The House approved a conference committee report on the bill on Wednesday, 114-7. The Senate approved the report on Tuesday, 40-0.
“This is the most important thing we’ve done this year in my opinion,” said Sen. Roger Reitz, R-Manhattan. Reitz is a physician.
Data from 2007 showed that Kansas’ rate of 7.9 infant deaths per 1,000 live births was 20 percent higher than the national rate of 6.4 per 1,000 live births. Also, infant mortality among black infants in Kansas is more than double that of white infants.

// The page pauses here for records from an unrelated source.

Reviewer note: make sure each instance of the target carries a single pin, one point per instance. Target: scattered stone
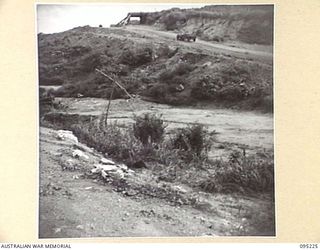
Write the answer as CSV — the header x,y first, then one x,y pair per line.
x,y
106,161
66,135
123,167
130,192
179,189
202,220
117,174
80,227
106,168
69,165
139,164
79,154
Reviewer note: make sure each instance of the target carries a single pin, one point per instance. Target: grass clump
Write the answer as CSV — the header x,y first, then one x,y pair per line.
x,y
243,174
192,142
149,128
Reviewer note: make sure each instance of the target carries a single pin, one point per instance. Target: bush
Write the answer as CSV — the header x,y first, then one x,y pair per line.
x,y
136,57
194,140
112,140
242,174
149,128
179,70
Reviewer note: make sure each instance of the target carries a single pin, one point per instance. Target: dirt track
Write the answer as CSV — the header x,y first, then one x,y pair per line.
x,y
72,205
235,129
209,47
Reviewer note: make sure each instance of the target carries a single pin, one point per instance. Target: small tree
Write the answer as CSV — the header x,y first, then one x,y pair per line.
x,y
149,128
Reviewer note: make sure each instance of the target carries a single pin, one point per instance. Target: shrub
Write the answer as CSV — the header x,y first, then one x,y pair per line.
x,y
136,57
242,174
113,140
149,128
159,92
179,70
194,139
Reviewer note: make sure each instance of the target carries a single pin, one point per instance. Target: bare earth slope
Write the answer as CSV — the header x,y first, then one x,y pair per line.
x,y
74,205
151,63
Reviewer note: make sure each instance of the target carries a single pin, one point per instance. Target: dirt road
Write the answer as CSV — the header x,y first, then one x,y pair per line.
x,y
209,47
74,205
243,129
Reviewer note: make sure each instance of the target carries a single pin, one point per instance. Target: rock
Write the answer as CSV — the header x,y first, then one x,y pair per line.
x,y
123,167
69,165
179,189
117,174
139,164
106,168
106,161
104,174
81,227
79,154
66,135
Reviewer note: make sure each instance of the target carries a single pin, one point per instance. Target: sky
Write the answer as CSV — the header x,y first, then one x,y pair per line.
x,y
52,18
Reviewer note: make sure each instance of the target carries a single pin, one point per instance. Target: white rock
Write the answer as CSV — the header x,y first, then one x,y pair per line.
x,y
104,174
117,174
106,161
79,154
67,135
96,170
123,167
179,189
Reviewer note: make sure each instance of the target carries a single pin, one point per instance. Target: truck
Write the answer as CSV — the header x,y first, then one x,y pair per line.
x,y
186,37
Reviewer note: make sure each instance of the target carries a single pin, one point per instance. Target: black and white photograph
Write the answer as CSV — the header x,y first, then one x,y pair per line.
x,y
155,120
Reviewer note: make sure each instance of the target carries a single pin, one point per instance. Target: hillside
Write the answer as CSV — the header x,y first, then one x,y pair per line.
x,y
242,23
152,64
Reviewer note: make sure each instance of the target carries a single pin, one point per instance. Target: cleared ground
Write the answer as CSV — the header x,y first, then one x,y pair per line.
x,y
235,129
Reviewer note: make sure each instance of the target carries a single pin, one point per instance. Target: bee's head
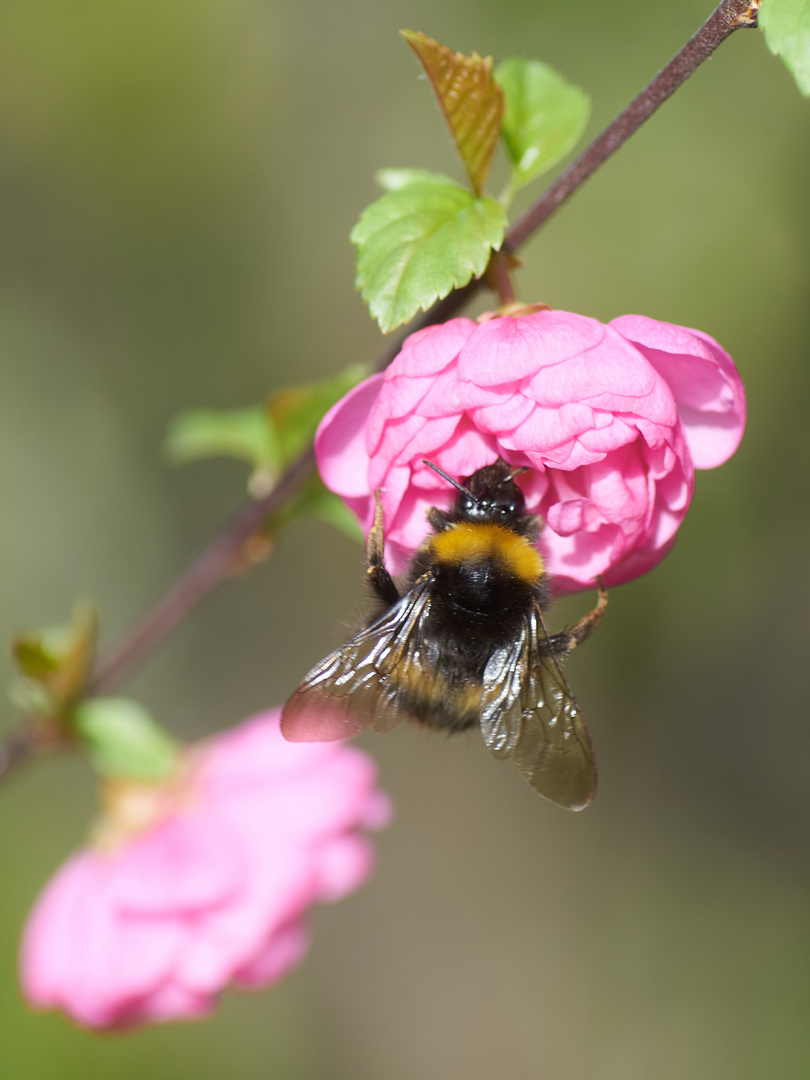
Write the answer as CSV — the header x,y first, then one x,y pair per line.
x,y
489,495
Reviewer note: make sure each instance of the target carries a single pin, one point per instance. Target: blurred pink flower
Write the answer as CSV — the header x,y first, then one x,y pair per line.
x,y
214,885
611,420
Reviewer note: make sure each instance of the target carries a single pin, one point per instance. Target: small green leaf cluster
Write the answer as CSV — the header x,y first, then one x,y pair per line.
x,y
268,437
428,234
118,736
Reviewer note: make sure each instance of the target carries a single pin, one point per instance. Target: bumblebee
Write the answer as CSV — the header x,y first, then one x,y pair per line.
x,y
464,644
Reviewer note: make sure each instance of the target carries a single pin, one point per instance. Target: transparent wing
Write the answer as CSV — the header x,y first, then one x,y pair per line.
x,y
353,687
529,714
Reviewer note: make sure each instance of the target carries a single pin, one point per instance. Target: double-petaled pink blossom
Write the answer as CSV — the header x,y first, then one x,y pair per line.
x,y
611,421
204,881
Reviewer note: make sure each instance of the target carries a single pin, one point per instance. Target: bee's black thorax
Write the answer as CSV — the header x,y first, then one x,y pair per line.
x,y
484,575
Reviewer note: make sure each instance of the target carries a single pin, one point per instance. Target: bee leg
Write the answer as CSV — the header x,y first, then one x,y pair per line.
x,y
561,645
380,580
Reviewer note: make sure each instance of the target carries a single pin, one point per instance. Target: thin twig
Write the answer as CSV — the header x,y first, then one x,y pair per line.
x,y
219,558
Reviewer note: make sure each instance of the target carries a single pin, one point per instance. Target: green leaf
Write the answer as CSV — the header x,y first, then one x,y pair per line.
x,y
122,740
418,243
55,662
296,412
214,433
470,98
315,500
544,117
786,28
393,179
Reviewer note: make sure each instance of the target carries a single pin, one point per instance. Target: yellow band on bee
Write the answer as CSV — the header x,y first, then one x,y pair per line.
x,y
468,542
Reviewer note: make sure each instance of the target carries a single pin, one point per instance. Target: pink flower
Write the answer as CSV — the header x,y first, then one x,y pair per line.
x,y
214,887
611,420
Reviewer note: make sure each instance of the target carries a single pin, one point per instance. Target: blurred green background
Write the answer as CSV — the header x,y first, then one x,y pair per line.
x,y
178,179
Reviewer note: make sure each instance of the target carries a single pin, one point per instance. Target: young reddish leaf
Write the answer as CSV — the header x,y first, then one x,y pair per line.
x,y
419,242
471,100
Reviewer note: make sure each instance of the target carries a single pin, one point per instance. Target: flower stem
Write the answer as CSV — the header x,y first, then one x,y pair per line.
x,y
499,280
729,16
218,561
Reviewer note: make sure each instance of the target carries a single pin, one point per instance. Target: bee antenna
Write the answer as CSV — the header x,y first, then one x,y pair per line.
x,y
516,473
459,487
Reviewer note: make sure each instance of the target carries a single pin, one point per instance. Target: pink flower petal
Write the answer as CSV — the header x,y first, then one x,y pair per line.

Black babies account for 7 percent of births but 17 percent of deaths – ranking the state 47th worst in the nation.
The state infant mortality panel made the measure contained in HB 2454 its top priority when it released a series of recommendations earlier this year to address the high infant mortality rate.
But it had a bumpy ride through the Senate, which killed an earlier version of the bill.

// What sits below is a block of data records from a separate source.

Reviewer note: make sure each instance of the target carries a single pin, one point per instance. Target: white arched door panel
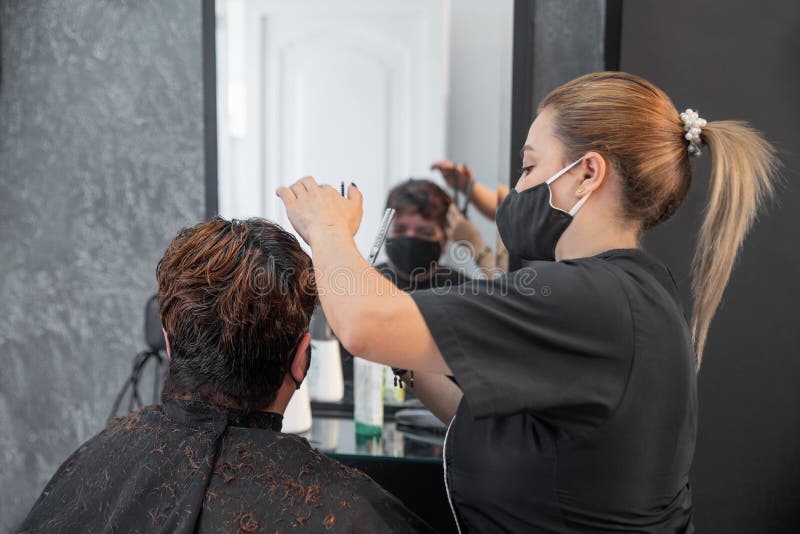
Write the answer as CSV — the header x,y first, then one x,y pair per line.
x,y
345,90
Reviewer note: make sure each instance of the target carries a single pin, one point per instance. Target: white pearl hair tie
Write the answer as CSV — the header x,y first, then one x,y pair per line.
x,y
692,125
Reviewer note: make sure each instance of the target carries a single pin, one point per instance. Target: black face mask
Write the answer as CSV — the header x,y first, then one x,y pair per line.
x,y
529,225
413,255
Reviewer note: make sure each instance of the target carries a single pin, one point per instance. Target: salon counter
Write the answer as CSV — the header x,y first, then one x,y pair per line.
x,y
407,463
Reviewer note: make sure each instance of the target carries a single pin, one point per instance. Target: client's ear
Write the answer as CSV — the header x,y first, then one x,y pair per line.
x,y
166,340
300,361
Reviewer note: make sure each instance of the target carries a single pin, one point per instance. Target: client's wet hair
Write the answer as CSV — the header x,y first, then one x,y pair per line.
x,y
418,195
235,298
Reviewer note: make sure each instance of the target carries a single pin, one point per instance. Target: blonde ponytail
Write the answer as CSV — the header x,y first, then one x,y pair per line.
x,y
650,151
743,168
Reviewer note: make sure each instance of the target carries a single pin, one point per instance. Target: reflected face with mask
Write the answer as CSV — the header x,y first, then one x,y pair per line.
x,y
417,236
414,244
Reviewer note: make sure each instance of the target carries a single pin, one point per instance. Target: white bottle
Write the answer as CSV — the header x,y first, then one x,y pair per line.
x,y
297,417
325,382
368,397
393,395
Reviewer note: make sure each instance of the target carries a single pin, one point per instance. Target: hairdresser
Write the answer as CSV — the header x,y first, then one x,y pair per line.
x,y
578,372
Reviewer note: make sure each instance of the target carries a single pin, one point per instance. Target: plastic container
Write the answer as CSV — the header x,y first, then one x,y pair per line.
x,y
368,397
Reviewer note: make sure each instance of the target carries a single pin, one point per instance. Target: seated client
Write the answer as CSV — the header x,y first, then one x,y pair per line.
x,y
418,237
235,300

Sen. Mary Pilcher Cook, an Olathe Republican, offered several times an amendment that would have changed some of the definitions in the bill and would have allowed special stillborn certificates to be issued for some pregnancies not carried to term.
The conference report approved by both chambers did not include Pilcher Cook’s amendment, which supporters including Kansas Action for Children said would have obstructed the bill’s original intent.
“Without the opportunities this legislation has allowed us, we would continue to be in the dark about why Kansas has such a high infant mortality rate,” said Suzanne Wikle, director of health policy for the child advocacy group.
Dr. Jason Eberhart-Phillips, state health officer at KDHE, said the state would now be able to apply for federal funds to survey as many as 2,500 mothers of newborns each year.
By talking to mothers across the state and sampling populations with the highest infant mortality rates, he said, KDHE and local communities can take steps to help women obtain appropriate prenatal care and other services for their babies.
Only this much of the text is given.